Sheila (Joan Cusack) grows tired of caring for Hymie, to the point that she accidentally leaves him in the dumpster just before it is grabbed by the city workers. Debbie decides to help her in caring for the baby, but Hymie does not stop crying. She asks Frank for help, and he manages to make him sleep by giving him valium. The following day, Frank gets into a fight with his family over his stay at the house. During this, he accidentally breaks Debbie's art project and insults it. A heartbroken Debbie then hits Frank with a bag, while Lip and Ian kick Frank out of the house.

At the Alibi Room, Frank laments the actions of his children, and he decides to call CPS to inform them that his family is living in an abusive environment. This is overhead by the bar employee, Kate (Kerry O'Malley), who tells him "That is a whole new low even for you, Frank." Frank then shows up at Sheila's house, where he surprises her and Jody (Zach McGowan) by managing to get Hymie to sleep; Sheila allows him to stay overnight. At the party, Fiona's party proves to be a success, although it is revealed that Lip had conned rich kids into coming to the club for a fake concert. However, due to having to cover the payments to everyone, Fiona realizes she lost $100 by throwing the party. As she returns home, she is mocked by Lip for having risked their money. He also reveals that he has already covered the property tax, suggesting he should be in charge of the family.

==Production==
===Development===
The episode was written by co-executive producer Nancy M. Pimental, and directed by Anthony Hemingway. It was Pimental's seventh writing credit, and Hemingway's second directing credit.

==Reception==
===Viewers===
In its original American broadcast, "The American Dream" was seen by an estimated 1.37 million household viewers with a 0.7 in the 18–49 demographics. This means that 0.7 percent of all households with televisions watched the episode. This was a 32% decrease in viewership from the previous episode, which was seen by an estimated 2.00 million household viewers with a 1.1 in the 18–49 demographics.

===Critical reviews===
"The American Dream" received positive reviews from critics. Joshua Alston of The A.V. Club gave the episode a "B–" grade and wrote, "Shameless does two things especially well: observational nuggets from the Gallaghers' cartoonish world of poverty and goofy, weird, perverted little capers.

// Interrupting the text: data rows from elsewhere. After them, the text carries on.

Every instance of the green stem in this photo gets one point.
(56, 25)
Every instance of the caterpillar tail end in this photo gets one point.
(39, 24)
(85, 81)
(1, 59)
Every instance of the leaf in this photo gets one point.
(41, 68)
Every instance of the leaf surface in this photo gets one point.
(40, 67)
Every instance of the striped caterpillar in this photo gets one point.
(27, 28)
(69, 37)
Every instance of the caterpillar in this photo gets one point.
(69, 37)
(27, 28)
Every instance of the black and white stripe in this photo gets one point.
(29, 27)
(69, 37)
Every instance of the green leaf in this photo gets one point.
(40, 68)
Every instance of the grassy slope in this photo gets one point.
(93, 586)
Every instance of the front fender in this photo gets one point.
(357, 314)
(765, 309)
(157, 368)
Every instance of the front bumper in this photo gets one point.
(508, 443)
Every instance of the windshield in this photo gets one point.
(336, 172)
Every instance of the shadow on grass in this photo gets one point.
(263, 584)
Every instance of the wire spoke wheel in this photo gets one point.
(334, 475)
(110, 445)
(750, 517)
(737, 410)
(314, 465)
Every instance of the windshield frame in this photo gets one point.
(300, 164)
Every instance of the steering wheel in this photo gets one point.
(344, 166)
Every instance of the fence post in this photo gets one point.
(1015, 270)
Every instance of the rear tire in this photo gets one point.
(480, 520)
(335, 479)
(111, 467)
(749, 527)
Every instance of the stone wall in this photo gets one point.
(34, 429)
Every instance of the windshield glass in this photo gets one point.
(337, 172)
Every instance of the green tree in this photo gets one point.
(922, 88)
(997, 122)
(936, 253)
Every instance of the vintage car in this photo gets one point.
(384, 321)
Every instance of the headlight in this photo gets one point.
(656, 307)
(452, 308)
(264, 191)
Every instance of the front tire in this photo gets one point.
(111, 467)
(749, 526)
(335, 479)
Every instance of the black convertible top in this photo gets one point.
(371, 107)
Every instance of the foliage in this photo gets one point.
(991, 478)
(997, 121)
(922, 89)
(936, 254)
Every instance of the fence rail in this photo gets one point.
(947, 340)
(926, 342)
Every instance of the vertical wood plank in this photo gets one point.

When the show is firing on all cylinders, it's working both as a skanky slice-of-life, and there's some little plot arc that seems to be building to something. But here, at the beginning of the third season, there's not much of anything to grab onto."

Alan Sepinwall of HitFix wrote, "what's most interesting about "The American Dream" is that Frank isn't the most destructive force within or without the Gallagher family this week. Instead, Fiona and Lip have turned on each other after Fiona decided to borrow from the squirrel fund to set up her ill-fated club night. It's not the disaster I feared it would be when she started kiting checks to the mob, in that all she loses is a hundred bucks, but that's only because of Lip's efforts in sending the rich kids there with the bogus Wilco tip."

David Crow of Den of Geek wrote, "It felt far too convenient for the plot that a character who has driven BMWs and bought houses on a whim is suddenly broke and cannot think of a way to turn a dollar that is less obvious than stealing a car. Still, it is a strong episode that promises plenty of mean spirited cruelty to come." Leigh Raines of TV Fanatic gave the episode a 4.5 star rating out of 5 and wrote, "This week's episode was a lot better than last Sunday's and I'm excited to see this season on the upswing."